Jackie Vaughn is an organizer with the Decriminalize Seattle coalition and gave a presentation to the council on Wednesday about the need to change policing.

"We need people and responders who have not been trained or indoctrinated by police," Vaughn said. "With these funds we would repurpose SPD dollars to violence prevention and restorative justice organizations so that we can reduce the future amount of 911 calls."

Decriminalize Seattle is asking the city council to reallocate policing funds to community-led safety systems, replace the current 911-operations with a civilian-led system, invest in housing for all, and more.

Councilmembers Lorena González (council president), Teresa Mosqueda (budget chair), Kshama Sawant and Tammy Morales have said they will vote to slash SPD's funding and use those funds to scale up community-led organizations.

Then, on Thursday, three more council members joined the call. Lisa Herbold, Dan Strauss and Andrew Lewis appeared in a news conference with Decriminalize Seattle and allied organizations and gave their endorsement of the plan.

The other two council members

Councilmember Alex Pedersen doesn't entirely favor a 50% cut to SPD

Councilmember Alex Pedersen doesn't entirely favor a 50% cut to SPD

Two city council members have not publicly endorsed a 50% cut: Debora Juarez and Alex Pedersen. However, they too have said policing needs systematic change. Juarez has said she'll support defunding and that it's a decision that exists on a spectrum.

"This spectrum asks us to find a balance between maintaining public safety and repurposing parts of the SPD budget into investments in Black & Brown communities," Juarez said on Twitter.

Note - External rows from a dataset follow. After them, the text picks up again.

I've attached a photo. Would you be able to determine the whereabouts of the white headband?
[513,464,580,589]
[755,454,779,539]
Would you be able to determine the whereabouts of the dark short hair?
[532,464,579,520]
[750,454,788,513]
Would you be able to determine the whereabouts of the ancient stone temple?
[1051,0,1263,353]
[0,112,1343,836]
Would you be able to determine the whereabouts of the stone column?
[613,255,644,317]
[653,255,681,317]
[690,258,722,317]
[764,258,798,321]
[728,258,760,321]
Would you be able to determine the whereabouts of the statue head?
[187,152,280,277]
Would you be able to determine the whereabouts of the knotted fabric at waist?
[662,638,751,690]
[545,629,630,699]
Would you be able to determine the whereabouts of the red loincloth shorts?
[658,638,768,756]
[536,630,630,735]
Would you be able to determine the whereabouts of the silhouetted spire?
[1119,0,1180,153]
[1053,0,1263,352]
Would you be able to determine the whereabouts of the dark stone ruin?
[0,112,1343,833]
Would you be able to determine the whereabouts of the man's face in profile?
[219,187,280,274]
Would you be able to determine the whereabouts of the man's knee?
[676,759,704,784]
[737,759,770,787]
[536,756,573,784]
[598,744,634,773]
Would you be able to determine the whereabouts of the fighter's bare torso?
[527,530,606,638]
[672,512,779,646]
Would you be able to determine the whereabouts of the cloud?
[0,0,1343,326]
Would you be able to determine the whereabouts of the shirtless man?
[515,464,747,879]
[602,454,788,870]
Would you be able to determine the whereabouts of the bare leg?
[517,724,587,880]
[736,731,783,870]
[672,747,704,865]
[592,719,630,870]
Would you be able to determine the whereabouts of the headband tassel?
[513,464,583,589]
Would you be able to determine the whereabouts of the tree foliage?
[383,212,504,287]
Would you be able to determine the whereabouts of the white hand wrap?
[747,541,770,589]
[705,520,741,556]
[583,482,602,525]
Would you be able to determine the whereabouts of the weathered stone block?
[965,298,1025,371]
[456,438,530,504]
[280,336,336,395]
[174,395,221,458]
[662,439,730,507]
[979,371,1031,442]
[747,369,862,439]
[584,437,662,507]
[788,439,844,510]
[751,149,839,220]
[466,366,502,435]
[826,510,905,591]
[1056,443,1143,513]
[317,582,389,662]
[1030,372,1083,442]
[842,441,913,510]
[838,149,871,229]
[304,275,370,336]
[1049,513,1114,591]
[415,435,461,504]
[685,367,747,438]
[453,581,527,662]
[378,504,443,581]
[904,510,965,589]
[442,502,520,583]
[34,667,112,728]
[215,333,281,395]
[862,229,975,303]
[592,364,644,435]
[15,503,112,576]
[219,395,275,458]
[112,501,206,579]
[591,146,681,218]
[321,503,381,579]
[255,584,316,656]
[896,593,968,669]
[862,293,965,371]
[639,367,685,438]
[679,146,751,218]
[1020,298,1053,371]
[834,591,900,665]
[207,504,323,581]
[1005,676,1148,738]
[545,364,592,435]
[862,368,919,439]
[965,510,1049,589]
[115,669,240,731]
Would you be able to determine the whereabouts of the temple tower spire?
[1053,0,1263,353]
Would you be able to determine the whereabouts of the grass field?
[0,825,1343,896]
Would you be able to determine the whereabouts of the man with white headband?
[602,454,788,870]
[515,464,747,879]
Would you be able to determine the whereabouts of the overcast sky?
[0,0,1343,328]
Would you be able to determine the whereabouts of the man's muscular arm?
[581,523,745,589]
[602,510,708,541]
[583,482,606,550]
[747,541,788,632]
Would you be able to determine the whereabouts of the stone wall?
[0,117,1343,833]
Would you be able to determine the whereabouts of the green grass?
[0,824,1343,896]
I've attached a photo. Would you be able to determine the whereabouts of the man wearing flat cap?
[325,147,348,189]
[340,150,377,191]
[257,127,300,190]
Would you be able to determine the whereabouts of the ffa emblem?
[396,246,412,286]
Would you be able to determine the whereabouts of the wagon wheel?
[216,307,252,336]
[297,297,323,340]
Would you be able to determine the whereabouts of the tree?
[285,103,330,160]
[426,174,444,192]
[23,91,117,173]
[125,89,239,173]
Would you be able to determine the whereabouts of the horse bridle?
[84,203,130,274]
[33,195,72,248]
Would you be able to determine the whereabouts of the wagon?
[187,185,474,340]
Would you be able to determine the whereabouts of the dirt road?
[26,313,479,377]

Mayor Durkan, meanwhile, has committed to putting more city dollars into local organizations that service Black and Brown community members. She has also proposed a 5% cut to SPD funding, in a package that makes numerous budget cuts due to the coronavirus pandemic. She remains opposed to larger law enforcement cuts, however.

Angelica Chazaro is an organizer and also a UW law professor. In the council's budget committee Wednesday, she made the case that police simply cannot be trained out of using violence against people of color.

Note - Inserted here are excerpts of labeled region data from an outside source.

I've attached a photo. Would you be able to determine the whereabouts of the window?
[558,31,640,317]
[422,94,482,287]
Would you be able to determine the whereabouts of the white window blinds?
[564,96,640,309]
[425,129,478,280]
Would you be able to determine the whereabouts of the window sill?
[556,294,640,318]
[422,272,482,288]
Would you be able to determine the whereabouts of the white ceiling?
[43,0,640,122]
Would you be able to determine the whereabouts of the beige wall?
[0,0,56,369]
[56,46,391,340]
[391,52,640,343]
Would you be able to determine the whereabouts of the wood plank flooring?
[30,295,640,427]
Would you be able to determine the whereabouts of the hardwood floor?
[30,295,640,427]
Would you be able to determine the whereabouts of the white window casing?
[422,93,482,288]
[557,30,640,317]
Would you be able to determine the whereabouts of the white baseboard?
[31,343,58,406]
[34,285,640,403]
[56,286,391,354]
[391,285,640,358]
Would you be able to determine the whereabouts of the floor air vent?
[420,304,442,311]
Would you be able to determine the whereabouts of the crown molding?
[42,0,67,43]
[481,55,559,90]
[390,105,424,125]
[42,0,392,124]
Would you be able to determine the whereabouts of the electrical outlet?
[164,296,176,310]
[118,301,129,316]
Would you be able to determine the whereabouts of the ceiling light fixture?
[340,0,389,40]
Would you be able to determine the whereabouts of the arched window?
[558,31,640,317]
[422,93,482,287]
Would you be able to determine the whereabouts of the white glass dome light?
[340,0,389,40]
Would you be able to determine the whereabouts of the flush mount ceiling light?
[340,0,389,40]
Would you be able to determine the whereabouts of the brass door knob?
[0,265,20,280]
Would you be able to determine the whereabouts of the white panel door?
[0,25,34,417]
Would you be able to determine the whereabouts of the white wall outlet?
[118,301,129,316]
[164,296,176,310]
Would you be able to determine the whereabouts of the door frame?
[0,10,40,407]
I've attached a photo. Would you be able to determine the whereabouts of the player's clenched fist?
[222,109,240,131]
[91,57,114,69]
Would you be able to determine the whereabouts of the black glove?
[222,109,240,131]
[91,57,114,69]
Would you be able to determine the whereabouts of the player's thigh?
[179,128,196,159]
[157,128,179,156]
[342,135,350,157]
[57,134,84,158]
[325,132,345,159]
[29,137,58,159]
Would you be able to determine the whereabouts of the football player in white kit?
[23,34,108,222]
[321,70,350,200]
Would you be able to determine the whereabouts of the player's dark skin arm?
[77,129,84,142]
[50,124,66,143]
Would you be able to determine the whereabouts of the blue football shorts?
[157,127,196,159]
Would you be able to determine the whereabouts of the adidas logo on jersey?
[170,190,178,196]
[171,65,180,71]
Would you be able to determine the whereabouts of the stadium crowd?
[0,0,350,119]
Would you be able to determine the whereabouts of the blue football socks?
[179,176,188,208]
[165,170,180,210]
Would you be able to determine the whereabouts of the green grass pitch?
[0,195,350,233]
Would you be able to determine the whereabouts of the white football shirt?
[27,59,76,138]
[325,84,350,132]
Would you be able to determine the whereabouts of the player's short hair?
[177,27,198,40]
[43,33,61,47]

"Over 60 years before SPD killed Charleena Lyles, a 1955 mayor's advisory committee on police practice found that the city's police officers demonstrated patterns against Black Seattleites, and offered sensitivity training.

"So we've been here before", Chazaro said. "Seattle has been down the reform and training road and that road has not produced the results that Black communities deserve."

Decriminalize Seattle proposes that the city scale up community programs that already do violence prevention. They want SPD's budget cut in half to raise the needed money, starting with a gradual reduction in staffing this year.

The City Council will continue debating the SPD budget this month. Their next budget meeting is Wednesday July 15.

This post has been updated as of July 13th, 7:50 a.m.